Resource Center sets up shop downtown

Published 10:45 am Monday, January 6, 2020

A trickle of sunlight dashed through the window at the end of the desk and rested on the hand of James Thomas, Executive Director of the Dallas County Family Resource Center (DCFRC), as he split time between putting the finishing touches on a presentation he’s giving next week and filling out the mounds of paperwork required to put the center’s Emergency Solutions Grant into action.

From his desk, Thomas could see a trickle of traffic on Church Street below, a wholly different view from the one he had at the center’s old building along Hwy. 14.

Dallas County Family Resource Center (DCFRC) Executive Director James Thomas sits behind his desk at the center’s new headquarters on the corner of Church Street and Alabama Avenue in downtown Selma.

The DCFRC moved to its new location on the corner of Church Street and Alabama Avenue in November, at the same time that it was managing the annual Riverwalk Christmas Tree Fundraiser, only closing for a week to get everything moved downtown.

“It was quite difficult,” Thomas said with a laugh. “I tried to move everything in one week – sometimes I can be a little overzealous, so that didn’t work out like I’d planned.”

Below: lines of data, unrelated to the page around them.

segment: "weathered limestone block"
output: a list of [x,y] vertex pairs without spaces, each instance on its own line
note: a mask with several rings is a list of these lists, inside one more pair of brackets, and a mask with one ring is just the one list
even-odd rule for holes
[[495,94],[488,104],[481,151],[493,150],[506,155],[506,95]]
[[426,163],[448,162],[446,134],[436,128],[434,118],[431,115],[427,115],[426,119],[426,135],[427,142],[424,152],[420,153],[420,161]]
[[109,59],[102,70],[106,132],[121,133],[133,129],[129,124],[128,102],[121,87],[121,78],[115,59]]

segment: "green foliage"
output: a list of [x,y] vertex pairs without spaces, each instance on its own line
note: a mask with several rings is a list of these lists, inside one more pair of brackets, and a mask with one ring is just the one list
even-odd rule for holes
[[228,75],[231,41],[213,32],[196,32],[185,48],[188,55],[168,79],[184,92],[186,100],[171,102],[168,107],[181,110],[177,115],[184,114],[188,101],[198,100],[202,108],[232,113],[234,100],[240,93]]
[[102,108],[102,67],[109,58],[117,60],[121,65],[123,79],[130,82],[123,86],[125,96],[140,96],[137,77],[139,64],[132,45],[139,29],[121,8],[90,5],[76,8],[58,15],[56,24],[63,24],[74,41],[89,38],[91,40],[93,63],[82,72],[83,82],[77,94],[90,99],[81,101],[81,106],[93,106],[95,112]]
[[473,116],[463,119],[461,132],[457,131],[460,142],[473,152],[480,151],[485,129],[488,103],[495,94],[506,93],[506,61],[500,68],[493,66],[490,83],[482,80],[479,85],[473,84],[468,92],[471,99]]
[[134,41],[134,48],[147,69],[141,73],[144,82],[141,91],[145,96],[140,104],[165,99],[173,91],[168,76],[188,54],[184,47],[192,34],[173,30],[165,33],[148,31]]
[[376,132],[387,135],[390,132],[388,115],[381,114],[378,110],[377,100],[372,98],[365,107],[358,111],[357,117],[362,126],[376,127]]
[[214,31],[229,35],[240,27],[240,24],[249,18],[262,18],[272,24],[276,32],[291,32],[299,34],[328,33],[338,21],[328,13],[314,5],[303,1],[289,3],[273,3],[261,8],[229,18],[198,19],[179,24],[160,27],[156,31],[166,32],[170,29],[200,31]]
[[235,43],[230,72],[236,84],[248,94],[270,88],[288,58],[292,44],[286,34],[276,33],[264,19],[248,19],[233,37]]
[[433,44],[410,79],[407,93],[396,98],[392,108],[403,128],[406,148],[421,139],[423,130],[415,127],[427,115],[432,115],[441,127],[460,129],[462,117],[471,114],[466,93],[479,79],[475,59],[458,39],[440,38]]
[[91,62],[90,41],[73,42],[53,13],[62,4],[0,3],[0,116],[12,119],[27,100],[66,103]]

Still, Thomas and the DCFRC crew shifted their operations within the week and were up and running immediately thereafter.

“We weren’t completely set up, but we were seeing clients,” Thomas said. “We feel a sense of duty to serve the people of Dallas County. We can’t just turn someone away that’s in need.”

The new building at 900 Alabama Ave. is decidedly smaller than the previous building.

“It’s a tight squeeze,” Thomas said. “It’s been difficult. We’ve been having to downsize in a lot of ways.”

Because the new building lacks additional space for an oversized classroom, the DCFRC has had to cut class sizes for its various programs, such as parenting and financial literacy classes.

However, Thomas said that change has given the center an opportunity to work with other organizations in the area and host off-site classes – the center recently hosted one of its popular parenting classes at Selma High School.

Most of the furnishings in the new center – the desks, couches, chairs and other items – were donated, as were the items pouring out of one of the center’s front rooms.

“We’ve gotten a lot of support from the community,” Thomas said.

Despite the current growing pains and the minor adjustments that have had to be made, the DCFRC is still offering its same slate of programs to low-income and homeless residents of Dallas County and Thomas believes the new location gives the center a better vantage point from which to offer those services.

“We have wanted to be downtown as long as we’ve been in existence,” Thomas said. “The old place was kind of out of the way and it made it difficult to provide for the people we serve.”

Because the previous center was out of the way and many of the DCFRC’s clients don’t have access to reliable transportation, Thomas said the center was spending a lot of time organizing transportation to simply get people to the center, causing a strain on the center and its employees – now, the DCFRC can be accessed by foot.

“With what we’re trying to do to serve the homeless population in Dallas County, it just makes more sense to be downtown,” Thomas said.

Beyond that, Thomas said the center’s new location provides new opportunities to partner with other organizations.

Further, its proximity to the courthouse means that the court can send people across the street to access services and the center can be on hand for juvenile and court probation cases.

“I feel like we have a better  presence in the city here,” Thomas said.

And though Thomas is still in the throes of a moving process that hasn’t yet reached its conclusion, he is already looking toward the future – setting up a small classroom on-site, getting the word out about the new location and ensuring that the Emergency Solutions Grant, which the center received last year to assist individuals and families quickly regain stability in permanent housing after experiencing a housing crisis or homelessness, gets rolling by the first of next month.

Once that happens, Thomas and the DCFRC staff will be setting up temporary housing units and turning to the community for furnishings and other donations.